Social unrest is erupting in China—again. Simmering protests that began in two industrial cities several weeks ago have spread and intensified over the past few days, prompting yet more vigorous displays of force on the part of local governments and the security bureaucrats in Beijing. These are tremors, not an earthquake. But we all know what tremors here frequently foretell.
To put things in their proper context, we have long been counting demonstrations in China—“mass incidents” is the clean, official phrase—in the tens of thousands per year. But this truth cuts two ways. Yes, protests are daily occurrences coal miners, farmers, dispossessed property owners, victims of abuse and corruption, and so on—but the economy keeps cruising as if the mainland were a placid lake. At the same time, 127,000 public demonstrations a year—the unofficial figure for 2008 and a record—surely bear a message as to what immense frustration and impatience lie beneath the surface.
Instantly we have to recognize that the current wave of demonstrations does not signify the emergence of a unified political movement. But then again, neither were the Tiananmen demonstrations 22 years ago political at their core. (And neither were they well-organized, which was among their tragic features.) Now as then, the generalized gripe is the maldistribution of prosperity’s benefits and the abuse of power among those—petty municipal officials and Beijing mandarins alike—who hold it.
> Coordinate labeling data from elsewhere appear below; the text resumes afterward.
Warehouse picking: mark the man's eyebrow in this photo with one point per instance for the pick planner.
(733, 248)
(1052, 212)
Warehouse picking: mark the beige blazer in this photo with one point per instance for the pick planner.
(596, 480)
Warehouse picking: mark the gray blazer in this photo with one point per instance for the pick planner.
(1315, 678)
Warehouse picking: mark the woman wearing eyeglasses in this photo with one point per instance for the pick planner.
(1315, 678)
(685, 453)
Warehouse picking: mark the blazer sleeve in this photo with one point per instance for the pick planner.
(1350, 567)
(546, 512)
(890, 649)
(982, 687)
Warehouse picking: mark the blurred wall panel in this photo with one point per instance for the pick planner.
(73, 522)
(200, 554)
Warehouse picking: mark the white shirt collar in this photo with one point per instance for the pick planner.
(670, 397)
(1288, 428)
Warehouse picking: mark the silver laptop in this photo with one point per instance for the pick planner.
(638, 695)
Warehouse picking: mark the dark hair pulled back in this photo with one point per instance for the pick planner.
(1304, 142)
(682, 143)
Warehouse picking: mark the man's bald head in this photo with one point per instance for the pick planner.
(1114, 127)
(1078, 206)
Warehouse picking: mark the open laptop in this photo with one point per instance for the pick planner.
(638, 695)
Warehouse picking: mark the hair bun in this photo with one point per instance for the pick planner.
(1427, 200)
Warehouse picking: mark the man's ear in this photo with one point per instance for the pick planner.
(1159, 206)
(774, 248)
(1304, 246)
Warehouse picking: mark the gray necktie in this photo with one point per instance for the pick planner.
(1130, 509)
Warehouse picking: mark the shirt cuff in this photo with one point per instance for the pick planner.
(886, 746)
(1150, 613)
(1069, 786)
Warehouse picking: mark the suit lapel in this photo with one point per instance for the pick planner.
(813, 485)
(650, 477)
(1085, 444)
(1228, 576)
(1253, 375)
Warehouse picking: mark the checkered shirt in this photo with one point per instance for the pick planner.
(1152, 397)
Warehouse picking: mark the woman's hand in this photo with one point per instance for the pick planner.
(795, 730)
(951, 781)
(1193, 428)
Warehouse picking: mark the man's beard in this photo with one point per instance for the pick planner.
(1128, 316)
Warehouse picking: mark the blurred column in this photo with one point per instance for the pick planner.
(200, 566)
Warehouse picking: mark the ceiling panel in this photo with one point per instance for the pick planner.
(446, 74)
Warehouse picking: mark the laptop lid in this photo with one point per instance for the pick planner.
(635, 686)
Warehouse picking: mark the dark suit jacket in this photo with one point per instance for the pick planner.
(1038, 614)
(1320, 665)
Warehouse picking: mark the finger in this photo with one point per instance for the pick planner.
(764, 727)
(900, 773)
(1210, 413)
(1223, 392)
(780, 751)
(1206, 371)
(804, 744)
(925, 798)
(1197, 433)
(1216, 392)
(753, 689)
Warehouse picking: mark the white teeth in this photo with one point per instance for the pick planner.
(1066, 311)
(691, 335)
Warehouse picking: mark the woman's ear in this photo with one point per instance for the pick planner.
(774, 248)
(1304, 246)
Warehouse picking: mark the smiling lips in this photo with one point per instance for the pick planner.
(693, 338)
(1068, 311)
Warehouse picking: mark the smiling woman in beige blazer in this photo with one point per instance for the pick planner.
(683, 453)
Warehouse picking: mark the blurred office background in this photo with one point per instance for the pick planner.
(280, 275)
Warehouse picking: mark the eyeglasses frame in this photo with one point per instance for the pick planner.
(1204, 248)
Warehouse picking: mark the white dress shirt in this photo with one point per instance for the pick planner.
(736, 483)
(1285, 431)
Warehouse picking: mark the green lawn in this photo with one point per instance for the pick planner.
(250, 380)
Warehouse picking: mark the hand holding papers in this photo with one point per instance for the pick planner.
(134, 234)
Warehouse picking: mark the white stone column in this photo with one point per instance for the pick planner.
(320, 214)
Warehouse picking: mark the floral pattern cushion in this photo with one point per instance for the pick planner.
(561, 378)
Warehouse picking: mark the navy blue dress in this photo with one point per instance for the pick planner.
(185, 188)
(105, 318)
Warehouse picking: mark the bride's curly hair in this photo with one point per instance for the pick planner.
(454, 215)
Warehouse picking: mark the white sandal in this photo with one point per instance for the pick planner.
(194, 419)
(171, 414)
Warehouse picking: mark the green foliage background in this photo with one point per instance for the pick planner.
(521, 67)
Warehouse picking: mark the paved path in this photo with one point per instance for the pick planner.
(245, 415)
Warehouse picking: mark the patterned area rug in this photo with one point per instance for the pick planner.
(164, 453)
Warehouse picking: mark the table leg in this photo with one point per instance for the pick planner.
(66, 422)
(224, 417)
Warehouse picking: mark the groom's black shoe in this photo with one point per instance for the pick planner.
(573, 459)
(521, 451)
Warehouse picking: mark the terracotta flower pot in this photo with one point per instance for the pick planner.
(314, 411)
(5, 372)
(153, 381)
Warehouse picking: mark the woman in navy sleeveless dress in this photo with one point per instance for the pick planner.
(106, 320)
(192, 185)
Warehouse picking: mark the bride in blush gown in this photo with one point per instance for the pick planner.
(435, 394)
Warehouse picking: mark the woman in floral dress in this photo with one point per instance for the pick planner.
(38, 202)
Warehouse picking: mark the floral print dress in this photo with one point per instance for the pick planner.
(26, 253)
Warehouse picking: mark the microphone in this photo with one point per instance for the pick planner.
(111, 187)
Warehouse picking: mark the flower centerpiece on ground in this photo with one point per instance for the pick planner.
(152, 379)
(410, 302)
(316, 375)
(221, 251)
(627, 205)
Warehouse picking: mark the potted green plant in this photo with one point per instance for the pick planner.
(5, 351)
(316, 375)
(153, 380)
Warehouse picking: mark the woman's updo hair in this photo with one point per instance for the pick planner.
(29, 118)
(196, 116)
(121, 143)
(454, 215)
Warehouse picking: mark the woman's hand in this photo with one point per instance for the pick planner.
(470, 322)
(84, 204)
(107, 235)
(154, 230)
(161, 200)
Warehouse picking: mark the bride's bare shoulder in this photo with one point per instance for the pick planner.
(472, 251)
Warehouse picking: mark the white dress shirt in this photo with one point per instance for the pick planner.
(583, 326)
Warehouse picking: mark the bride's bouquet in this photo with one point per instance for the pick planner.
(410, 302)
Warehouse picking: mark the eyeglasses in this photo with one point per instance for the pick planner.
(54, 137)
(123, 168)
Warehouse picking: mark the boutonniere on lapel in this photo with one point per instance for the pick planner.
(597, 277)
The question on many minds when unrest rears up is always the durability of an authoritarian state in a nation ever more exposed to the benefits of huge strides on the material plane and ever more aware of democratic advances elsewhere—Beijing’s efforts to clog the Internet notwithstanding. The movements in Tunisia, Egypt, and elsewhere were sparked by corruption, official abuse, and deprivation. But they toppled governments, even if they didn’t begin with that intent.
The Communist Party in China has what must be among the tightest social-control mechanisms of any ruling institution since the collapse of the Soviet Union. The comparison is useful. Until Communist rule crumbled in Russia and Eastern Europe two decades ago, the presumption among outsiders was that it was tragically unshakable. One difference in this case is that U.S. businesses and consumers—whether they think of it this way or not—share the benefits of a repressive system with those atop it.
The lesson to take away from what’s happening on the mainland is this: The future of the world’s largest nation is not a settled matter. China is a vast field of contention and will remain so until a new social and political contract evolves. Ironically, this is better understood among the Chinese than by onlookers in the West. The current protests would not be taking place if those in them had no faith in a future that doesn’t resemble the present.